Prediction of Synergism from Chemical-Genetic Interactions by Machine Learning

Cell Syst. 2015 Dec 23;1(6):383-95. doi: 10.1016/j.cels.2015.12.003. Epub 2015 Dec 23.

Abstract

The structure of genetic interaction networks predicts that, analogous to synthetic lethal interactions between non-essential genes, combinations of compounds with latent activities may exhibit potent synergism. To test this hypothesis, we generated a chemical-genetic matrix of 195 diverse yeast deletion strains treated with 4,915 compounds. This approach uncovered 1,221 genotype-specific inhibitors, which we termed cryptagens. Synergism between 8,128 structurally disparate cryptagen pairs was assessed experimentally and used to benchmark predictive algorithms. A model based on the chemical-genetic matrix and the genetic interaction network failed to accurately predict synergism. However, a combined random forest and Naive Bayesian learner that associated chemical structural features with genotype-specific growth inhibition had strong predictive power.
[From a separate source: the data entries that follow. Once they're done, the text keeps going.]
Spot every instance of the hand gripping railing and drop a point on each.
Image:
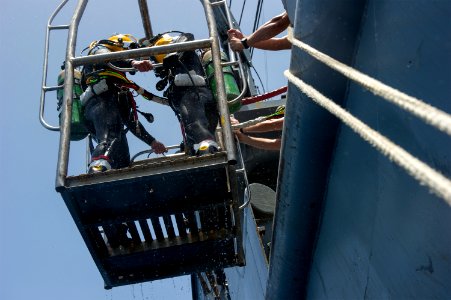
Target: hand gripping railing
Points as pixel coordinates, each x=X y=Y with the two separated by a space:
x=235 y=59
x=71 y=62
x=44 y=87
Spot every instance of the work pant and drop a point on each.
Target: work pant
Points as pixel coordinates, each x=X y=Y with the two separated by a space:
x=197 y=111
x=104 y=122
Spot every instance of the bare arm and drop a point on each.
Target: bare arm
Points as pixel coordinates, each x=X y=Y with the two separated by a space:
x=261 y=143
x=265 y=126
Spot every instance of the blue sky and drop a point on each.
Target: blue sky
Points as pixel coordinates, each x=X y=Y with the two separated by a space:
x=42 y=255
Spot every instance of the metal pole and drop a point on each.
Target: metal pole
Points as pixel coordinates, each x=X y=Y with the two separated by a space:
x=145 y=18
x=222 y=100
x=63 y=153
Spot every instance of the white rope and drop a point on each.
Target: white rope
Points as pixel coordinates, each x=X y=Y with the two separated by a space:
x=429 y=114
x=439 y=184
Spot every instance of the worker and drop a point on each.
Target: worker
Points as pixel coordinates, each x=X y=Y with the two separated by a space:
x=108 y=106
x=189 y=95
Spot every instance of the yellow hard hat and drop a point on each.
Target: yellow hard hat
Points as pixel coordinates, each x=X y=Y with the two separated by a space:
x=163 y=40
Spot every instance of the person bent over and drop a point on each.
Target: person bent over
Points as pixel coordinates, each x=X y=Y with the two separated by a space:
x=109 y=107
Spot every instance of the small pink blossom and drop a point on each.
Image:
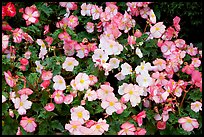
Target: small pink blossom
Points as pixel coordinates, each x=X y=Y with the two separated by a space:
x=196 y=106
x=127 y=129
x=157 y=30
x=28 y=124
x=49 y=107
x=25 y=91
x=58 y=96
x=188 y=124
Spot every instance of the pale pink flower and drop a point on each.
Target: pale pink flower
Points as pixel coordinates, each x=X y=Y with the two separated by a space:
x=31 y=15
x=143 y=68
x=59 y=83
x=9 y=79
x=5 y=41
x=46 y=75
x=17 y=35
x=79 y=114
x=86 y=9
x=82 y=81
x=140 y=131
x=3 y=99
x=105 y=91
x=139 y=117
x=99 y=127
x=160 y=63
x=127 y=129
x=11 y=114
x=28 y=124
x=188 y=124
x=152 y=17
x=93 y=80
x=126 y=69
x=196 y=106
x=68 y=99
x=73 y=127
x=196 y=62
x=70 y=63
x=96 y=11
x=25 y=91
x=39 y=67
x=58 y=96
x=19 y=131
x=91 y=95
x=111 y=104
x=27 y=54
x=89 y=27
x=114 y=62
x=144 y=12
x=139 y=52
x=144 y=80
x=131 y=92
x=157 y=30
x=120 y=76
x=22 y=104
x=72 y=21
x=49 y=107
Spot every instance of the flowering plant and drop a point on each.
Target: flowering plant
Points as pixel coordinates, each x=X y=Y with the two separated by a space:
x=90 y=68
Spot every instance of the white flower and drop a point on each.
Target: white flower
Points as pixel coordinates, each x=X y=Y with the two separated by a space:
x=59 y=83
x=70 y=63
x=138 y=52
x=39 y=67
x=144 y=80
x=126 y=69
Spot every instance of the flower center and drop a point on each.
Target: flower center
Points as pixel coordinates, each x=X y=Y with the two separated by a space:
x=111 y=103
x=79 y=114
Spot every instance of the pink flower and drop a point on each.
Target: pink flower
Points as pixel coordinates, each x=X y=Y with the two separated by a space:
x=157 y=30
x=5 y=41
x=25 y=91
x=73 y=127
x=46 y=29
x=49 y=107
x=127 y=129
x=188 y=124
x=28 y=124
x=17 y=35
x=111 y=104
x=24 y=61
x=58 y=96
x=139 y=117
x=68 y=99
x=82 y=81
x=99 y=127
x=19 y=131
x=46 y=75
x=89 y=27
x=196 y=106
x=93 y=80
x=72 y=21
x=79 y=114
x=9 y=79
x=22 y=104
x=176 y=21
x=31 y=15
x=161 y=125
x=27 y=54
x=140 y=131
x=196 y=62
x=59 y=83
x=70 y=63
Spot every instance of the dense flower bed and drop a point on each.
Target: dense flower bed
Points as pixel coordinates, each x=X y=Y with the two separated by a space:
x=107 y=68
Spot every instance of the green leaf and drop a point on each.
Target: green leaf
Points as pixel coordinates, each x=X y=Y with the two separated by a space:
x=57 y=125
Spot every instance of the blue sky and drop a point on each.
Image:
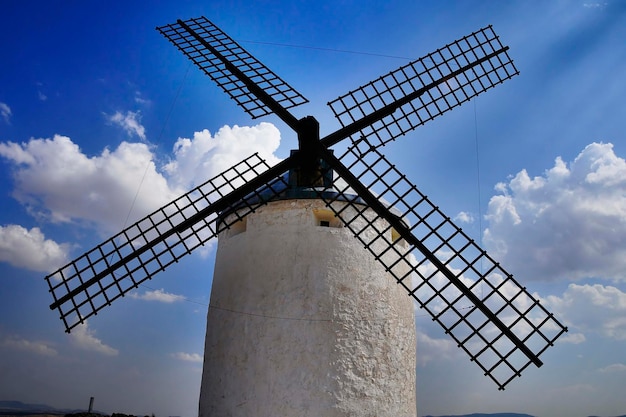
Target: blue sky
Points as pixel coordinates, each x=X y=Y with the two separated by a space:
x=97 y=110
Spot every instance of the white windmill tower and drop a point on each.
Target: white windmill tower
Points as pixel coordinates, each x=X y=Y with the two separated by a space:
x=309 y=314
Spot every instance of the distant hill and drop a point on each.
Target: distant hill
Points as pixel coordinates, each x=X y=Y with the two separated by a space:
x=18 y=408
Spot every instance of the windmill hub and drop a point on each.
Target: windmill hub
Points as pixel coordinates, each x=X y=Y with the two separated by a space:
x=305 y=319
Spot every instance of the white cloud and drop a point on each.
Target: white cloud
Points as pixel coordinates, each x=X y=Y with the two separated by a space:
x=188 y=357
x=130 y=122
x=59 y=183
x=17 y=343
x=204 y=156
x=30 y=249
x=158 y=295
x=569 y=223
x=84 y=338
x=595 y=309
x=5 y=112
x=573 y=338
x=429 y=348
x=140 y=100
x=464 y=217
x=616 y=367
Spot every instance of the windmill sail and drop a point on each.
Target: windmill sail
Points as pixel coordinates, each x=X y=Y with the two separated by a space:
x=491 y=317
x=416 y=93
x=105 y=273
x=239 y=74
x=501 y=326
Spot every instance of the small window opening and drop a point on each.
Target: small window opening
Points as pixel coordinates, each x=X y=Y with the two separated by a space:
x=238 y=227
x=326 y=218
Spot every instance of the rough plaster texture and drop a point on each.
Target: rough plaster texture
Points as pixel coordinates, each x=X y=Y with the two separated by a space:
x=305 y=322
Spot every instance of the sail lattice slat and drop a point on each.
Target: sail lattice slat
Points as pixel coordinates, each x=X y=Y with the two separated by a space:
x=501 y=326
x=105 y=273
x=209 y=53
x=427 y=87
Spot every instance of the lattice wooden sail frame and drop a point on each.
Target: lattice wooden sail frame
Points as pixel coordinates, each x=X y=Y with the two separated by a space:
x=499 y=324
x=492 y=318
x=113 y=268
x=427 y=87
x=220 y=57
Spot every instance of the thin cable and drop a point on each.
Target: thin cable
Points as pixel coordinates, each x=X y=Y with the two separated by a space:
x=167 y=118
x=480 y=210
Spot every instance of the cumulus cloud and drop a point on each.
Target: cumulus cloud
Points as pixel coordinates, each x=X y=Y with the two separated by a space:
x=130 y=122
x=158 y=295
x=18 y=343
x=594 y=309
x=188 y=357
x=5 y=112
x=205 y=155
x=57 y=182
x=30 y=249
x=464 y=217
x=569 y=223
x=84 y=338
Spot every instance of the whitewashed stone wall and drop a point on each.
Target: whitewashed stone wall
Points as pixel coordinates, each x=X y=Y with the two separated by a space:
x=305 y=322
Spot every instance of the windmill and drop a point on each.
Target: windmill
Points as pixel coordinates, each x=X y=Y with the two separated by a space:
x=489 y=315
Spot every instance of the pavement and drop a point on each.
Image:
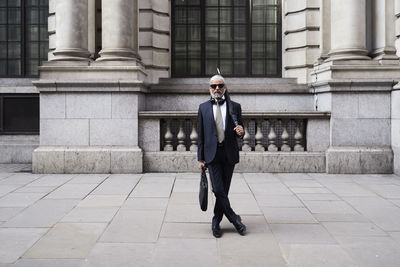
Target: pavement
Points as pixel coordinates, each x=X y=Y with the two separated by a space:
x=153 y=219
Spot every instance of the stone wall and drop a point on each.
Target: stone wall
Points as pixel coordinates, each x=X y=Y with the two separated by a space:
x=396 y=128
x=301 y=38
x=154 y=38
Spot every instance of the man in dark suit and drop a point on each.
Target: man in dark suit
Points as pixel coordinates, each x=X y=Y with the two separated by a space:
x=219 y=123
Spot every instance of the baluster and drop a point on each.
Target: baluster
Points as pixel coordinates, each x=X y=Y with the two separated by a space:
x=168 y=137
x=285 y=136
x=181 y=137
x=246 y=137
x=258 y=137
x=272 y=137
x=298 y=136
x=193 y=136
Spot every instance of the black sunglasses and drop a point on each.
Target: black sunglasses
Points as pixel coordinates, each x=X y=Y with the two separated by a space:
x=214 y=86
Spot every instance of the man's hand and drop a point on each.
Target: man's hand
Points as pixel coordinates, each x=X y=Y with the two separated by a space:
x=202 y=165
x=239 y=130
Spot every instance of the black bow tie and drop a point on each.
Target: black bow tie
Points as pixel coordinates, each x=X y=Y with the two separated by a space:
x=220 y=101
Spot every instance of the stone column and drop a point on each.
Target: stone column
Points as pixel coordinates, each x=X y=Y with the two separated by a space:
x=348 y=30
x=383 y=30
x=119 y=30
x=397 y=26
x=325 y=29
x=71 y=30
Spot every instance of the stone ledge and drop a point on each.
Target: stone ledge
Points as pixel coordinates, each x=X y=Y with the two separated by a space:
x=359 y=160
x=85 y=159
x=249 y=162
x=245 y=114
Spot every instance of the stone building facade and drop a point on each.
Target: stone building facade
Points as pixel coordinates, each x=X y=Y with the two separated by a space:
x=317 y=80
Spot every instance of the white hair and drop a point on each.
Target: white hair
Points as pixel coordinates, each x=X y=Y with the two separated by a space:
x=217 y=76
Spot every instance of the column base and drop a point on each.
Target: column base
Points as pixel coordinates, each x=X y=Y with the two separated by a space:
x=118 y=54
x=87 y=159
x=348 y=54
x=71 y=55
x=359 y=160
x=386 y=54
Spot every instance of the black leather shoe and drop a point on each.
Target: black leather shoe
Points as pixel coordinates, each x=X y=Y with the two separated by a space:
x=216 y=229
x=240 y=227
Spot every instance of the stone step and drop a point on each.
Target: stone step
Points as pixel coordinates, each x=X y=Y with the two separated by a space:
x=235 y=85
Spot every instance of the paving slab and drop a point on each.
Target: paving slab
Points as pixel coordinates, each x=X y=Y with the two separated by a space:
x=67 y=241
x=52 y=180
x=120 y=254
x=260 y=178
x=188 y=213
x=326 y=196
x=269 y=189
x=5 y=175
x=340 y=217
x=186 y=185
x=117 y=184
x=7 y=213
x=180 y=252
x=316 y=206
x=44 y=213
x=310 y=190
x=353 y=229
x=187 y=198
x=293 y=176
x=35 y=189
x=20 y=199
x=386 y=218
x=142 y=203
x=244 y=204
x=365 y=203
x=88 y=178
x=302 y=183
x=186 y=230
x=20 y=179
x=288 y=215
x=301 y=234
x=150 y=188
x=102 y=201
x=94 y=214
x=5 y=189
x=278 y=201
x=74 y=191
x=256 y=250
x=371 y=251
x=15 y=241
x=238 y=186
x=386 y=190
x=305 y=255
x=350 y=190
x=134 y=226
x=48 y=263
x=254 y=224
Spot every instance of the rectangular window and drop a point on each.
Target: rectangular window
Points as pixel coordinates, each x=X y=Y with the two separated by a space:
x=19 y=113
x=23 y=37
x=240 y=37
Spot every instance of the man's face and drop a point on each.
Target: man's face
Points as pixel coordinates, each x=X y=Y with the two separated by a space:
x=217 y=88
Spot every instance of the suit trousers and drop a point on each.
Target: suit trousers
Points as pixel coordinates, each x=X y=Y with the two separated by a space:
x=221 y=175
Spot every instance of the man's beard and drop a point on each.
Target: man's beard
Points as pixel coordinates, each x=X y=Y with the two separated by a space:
x=217 y=95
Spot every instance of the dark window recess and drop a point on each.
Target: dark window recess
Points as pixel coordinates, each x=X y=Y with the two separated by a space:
x=19 y=114
x=240 y=37
x=24 y=41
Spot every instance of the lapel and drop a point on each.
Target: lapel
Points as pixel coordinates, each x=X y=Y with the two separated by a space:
x=226 y=117
x=210 y=116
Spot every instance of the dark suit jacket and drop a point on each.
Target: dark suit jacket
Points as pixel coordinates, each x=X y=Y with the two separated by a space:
x=207 y=132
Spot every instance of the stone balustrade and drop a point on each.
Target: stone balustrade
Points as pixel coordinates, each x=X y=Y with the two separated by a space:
x=264 y=131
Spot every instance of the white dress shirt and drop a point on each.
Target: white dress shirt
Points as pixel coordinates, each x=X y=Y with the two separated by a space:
x=223 y=112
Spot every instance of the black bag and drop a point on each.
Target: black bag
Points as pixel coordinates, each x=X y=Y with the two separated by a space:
x=203 y=193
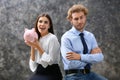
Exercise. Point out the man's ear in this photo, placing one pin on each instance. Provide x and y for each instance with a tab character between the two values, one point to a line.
70	20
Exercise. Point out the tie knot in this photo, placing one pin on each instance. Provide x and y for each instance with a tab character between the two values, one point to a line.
81	34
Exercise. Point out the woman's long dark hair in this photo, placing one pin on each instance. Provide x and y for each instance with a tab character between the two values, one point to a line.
51	24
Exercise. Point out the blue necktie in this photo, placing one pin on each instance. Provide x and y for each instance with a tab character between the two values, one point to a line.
85	50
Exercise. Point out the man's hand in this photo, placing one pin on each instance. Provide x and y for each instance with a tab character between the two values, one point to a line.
96	50
73	56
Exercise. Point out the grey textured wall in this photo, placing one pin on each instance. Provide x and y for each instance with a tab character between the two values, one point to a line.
15	15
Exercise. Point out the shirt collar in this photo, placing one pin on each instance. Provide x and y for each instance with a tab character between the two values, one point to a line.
75	31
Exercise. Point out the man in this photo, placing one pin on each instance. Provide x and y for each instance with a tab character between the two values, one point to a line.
79	48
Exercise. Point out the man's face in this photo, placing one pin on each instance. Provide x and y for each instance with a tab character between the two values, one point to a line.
78	20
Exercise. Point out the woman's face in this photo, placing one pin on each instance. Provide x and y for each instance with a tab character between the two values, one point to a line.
43	25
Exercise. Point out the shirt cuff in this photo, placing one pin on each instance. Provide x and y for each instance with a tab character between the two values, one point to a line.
83	57
46	58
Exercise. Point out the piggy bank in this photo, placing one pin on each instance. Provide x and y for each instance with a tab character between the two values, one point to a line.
30	35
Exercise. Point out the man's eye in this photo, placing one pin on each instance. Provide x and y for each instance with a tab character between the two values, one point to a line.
40	21
46	22
76	19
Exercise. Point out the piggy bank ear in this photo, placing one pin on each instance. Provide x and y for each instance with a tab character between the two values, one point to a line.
26	29
33	29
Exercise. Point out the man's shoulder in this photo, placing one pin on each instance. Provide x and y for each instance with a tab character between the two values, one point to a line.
88	33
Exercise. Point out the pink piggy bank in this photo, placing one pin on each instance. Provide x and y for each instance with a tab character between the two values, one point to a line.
30	35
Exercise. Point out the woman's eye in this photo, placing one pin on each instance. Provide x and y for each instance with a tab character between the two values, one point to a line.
40	21
46	22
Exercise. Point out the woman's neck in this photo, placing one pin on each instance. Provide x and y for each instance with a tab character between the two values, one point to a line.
43	34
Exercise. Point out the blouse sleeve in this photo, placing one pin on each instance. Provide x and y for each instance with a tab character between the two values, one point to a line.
53	52
33	65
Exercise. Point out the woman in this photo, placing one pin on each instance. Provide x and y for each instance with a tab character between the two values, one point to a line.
45	52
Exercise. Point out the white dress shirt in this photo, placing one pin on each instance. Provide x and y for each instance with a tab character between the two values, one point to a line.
51	46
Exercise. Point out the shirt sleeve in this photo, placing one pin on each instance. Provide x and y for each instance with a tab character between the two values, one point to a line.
33	65
92	58
53	53
66	47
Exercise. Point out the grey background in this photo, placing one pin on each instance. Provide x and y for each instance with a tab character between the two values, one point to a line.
103	20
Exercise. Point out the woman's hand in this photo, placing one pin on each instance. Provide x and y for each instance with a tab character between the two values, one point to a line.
34	44
96	50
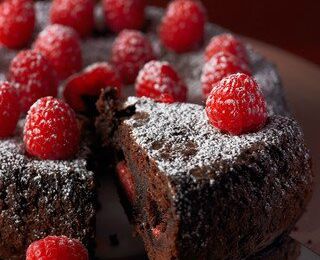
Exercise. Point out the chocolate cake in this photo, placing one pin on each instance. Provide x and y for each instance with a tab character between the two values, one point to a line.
248	191
201	194
42	197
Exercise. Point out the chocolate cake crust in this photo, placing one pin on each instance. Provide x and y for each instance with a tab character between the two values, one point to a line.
41	198
211	195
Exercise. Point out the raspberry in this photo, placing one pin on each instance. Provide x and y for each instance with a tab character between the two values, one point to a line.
126	180
61	46
124	14
89	83
17	22
236	105
130	51
77	14
159	81
9	109
33	76
219	66
226	43
51	130
57	247
182	27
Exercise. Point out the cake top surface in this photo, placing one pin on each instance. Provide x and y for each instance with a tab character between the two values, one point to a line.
14	158
188	65
181	140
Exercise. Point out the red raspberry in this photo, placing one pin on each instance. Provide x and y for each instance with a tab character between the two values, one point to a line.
130	51
126	180
219	66
226	43
17	22
159	81
61	46
77	14
182	27
33	76
89	83
236	105
54	247
51	130
9	109
124	14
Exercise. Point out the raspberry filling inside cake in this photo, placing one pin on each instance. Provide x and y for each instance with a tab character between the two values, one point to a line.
194	185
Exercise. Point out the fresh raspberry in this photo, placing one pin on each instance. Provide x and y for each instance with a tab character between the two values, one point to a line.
89	83
17	22
61	46
182	26
51	130
57	247
236	105
126	180
77	14
9	109
124	14
158	80
226	43
33	76
130	51
219	66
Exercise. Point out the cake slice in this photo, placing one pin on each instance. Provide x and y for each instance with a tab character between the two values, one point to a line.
195	193
42	197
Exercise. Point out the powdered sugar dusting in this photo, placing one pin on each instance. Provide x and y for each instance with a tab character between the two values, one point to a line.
175	127
34	192
189	65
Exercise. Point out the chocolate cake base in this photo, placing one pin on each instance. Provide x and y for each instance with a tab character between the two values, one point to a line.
203	194
41	198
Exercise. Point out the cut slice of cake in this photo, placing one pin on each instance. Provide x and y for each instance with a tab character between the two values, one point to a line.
195	193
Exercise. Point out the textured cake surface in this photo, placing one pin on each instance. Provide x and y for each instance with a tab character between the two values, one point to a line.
40	198
230	196
189	65
49	197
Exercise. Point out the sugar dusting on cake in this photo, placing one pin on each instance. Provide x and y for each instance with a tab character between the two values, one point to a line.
21	177
177	127
188	65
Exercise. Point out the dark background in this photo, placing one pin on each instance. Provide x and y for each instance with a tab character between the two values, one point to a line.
292	25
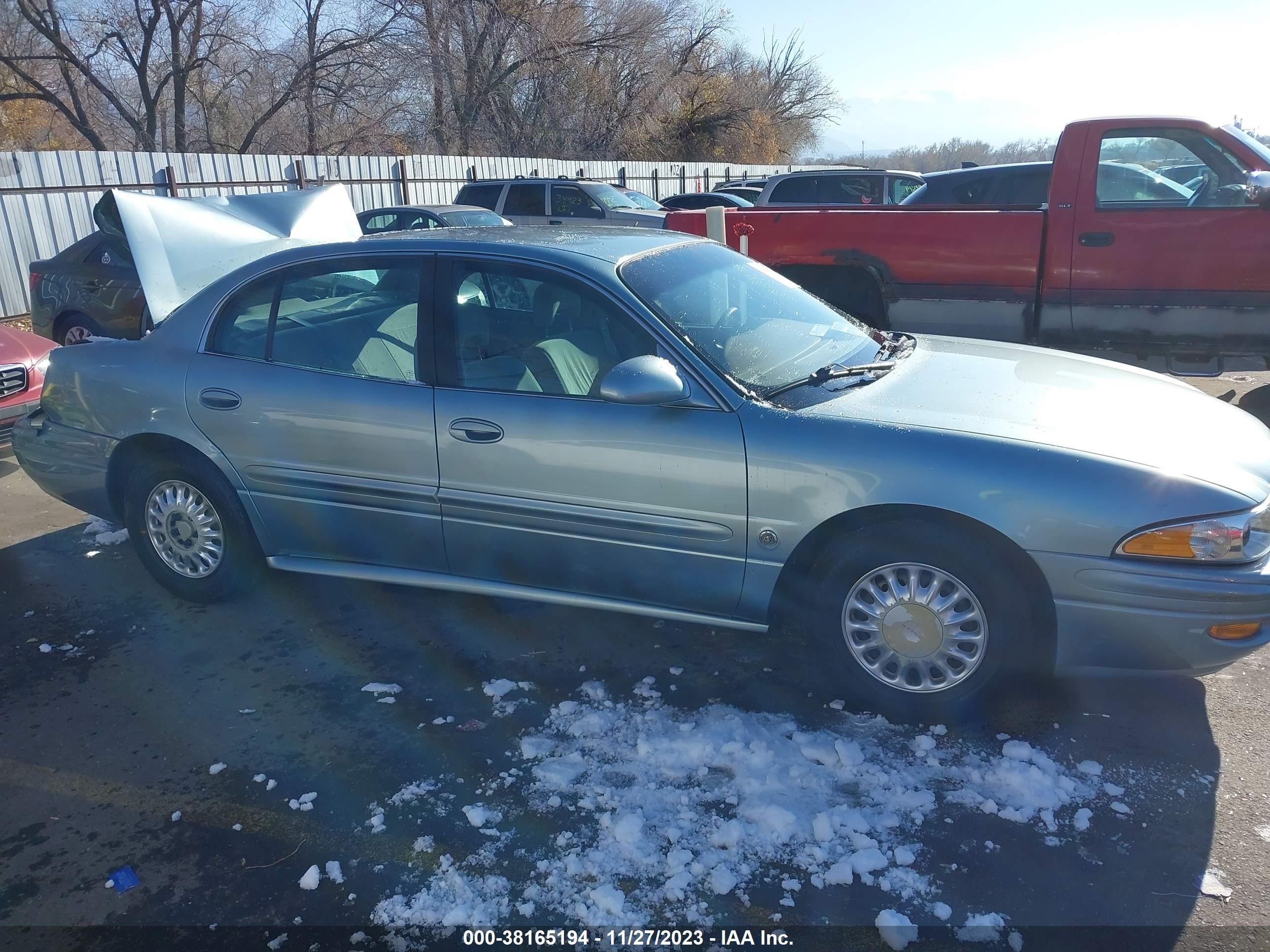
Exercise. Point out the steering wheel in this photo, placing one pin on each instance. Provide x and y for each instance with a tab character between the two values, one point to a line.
1202	190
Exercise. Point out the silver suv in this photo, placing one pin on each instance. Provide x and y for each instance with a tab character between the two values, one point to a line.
559	202
845	187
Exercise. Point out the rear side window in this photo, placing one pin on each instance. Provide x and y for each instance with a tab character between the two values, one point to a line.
483	196
1024	188
357	316
526	200
801	188
973	192
572	202
902	188
380	223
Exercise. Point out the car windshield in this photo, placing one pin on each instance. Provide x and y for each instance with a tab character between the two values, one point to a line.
1262	149
609	196
458	220
643	201
753	325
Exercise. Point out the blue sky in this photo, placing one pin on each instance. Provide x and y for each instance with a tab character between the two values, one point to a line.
917	71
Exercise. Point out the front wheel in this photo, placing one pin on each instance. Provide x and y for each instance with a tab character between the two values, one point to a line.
190	530
920	620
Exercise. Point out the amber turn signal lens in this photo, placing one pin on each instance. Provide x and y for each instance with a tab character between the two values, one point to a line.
1172	543
1235	633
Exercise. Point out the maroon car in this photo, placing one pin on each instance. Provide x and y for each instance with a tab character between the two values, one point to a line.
23	358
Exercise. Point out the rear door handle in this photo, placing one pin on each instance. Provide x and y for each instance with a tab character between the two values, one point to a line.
1096	239
217	399
470	431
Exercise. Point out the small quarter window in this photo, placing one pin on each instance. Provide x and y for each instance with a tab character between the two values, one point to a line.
243	328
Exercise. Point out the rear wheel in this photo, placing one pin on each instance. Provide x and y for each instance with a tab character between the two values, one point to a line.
190	530
920	621
75	329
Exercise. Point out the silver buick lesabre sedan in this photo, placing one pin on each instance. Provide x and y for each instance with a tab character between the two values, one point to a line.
645	422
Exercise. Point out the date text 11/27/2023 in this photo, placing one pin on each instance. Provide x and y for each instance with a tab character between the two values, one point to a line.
645	938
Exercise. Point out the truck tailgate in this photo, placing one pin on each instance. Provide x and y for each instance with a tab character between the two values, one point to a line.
967	271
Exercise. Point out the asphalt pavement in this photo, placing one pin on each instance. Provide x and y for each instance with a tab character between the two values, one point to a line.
113	729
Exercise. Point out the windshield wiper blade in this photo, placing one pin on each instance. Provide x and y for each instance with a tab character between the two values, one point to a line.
832	373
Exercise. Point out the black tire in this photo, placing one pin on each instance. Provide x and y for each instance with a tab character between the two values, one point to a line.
241	561
986	573
78	322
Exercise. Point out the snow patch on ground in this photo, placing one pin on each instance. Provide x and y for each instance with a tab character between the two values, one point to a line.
667	812
312	878
105	534
896	929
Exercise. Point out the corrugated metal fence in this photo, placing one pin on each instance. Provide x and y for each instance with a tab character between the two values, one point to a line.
46	199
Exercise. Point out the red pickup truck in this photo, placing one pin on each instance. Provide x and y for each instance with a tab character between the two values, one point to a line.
1104	265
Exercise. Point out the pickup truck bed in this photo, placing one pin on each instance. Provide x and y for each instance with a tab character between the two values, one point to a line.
1093	270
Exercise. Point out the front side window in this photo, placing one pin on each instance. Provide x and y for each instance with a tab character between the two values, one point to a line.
752	324
470	219
357	316
535	332
1167	169
572	202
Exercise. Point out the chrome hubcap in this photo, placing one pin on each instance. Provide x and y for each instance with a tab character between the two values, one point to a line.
184	530
915	627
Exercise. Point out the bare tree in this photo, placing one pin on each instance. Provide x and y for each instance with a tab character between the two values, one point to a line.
113	63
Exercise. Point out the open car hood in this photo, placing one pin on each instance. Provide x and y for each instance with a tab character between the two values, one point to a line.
181	245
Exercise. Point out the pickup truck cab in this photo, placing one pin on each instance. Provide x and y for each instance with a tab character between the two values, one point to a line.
1103	265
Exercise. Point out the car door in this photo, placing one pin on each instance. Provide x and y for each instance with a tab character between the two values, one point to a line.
545	484
112	291
526	204
316	384
1158	266
570	205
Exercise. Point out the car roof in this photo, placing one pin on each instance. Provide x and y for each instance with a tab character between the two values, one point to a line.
986	169
603	243
846	170
437	208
This approach identified previously unknown compound combinations that exhibited species-selective toxicity toward human fungal pathogens. This work demonstrates that machine learning methods trained on unbiased chemical-genetic interaction data may be widely applicable for the discovery of synergistic combinations in different species.

Keywords: Bayesian analysis; antifungal; bipartite graph; chemical-genetic interaction; combination; genetic network; machine learning; random forest; synergism.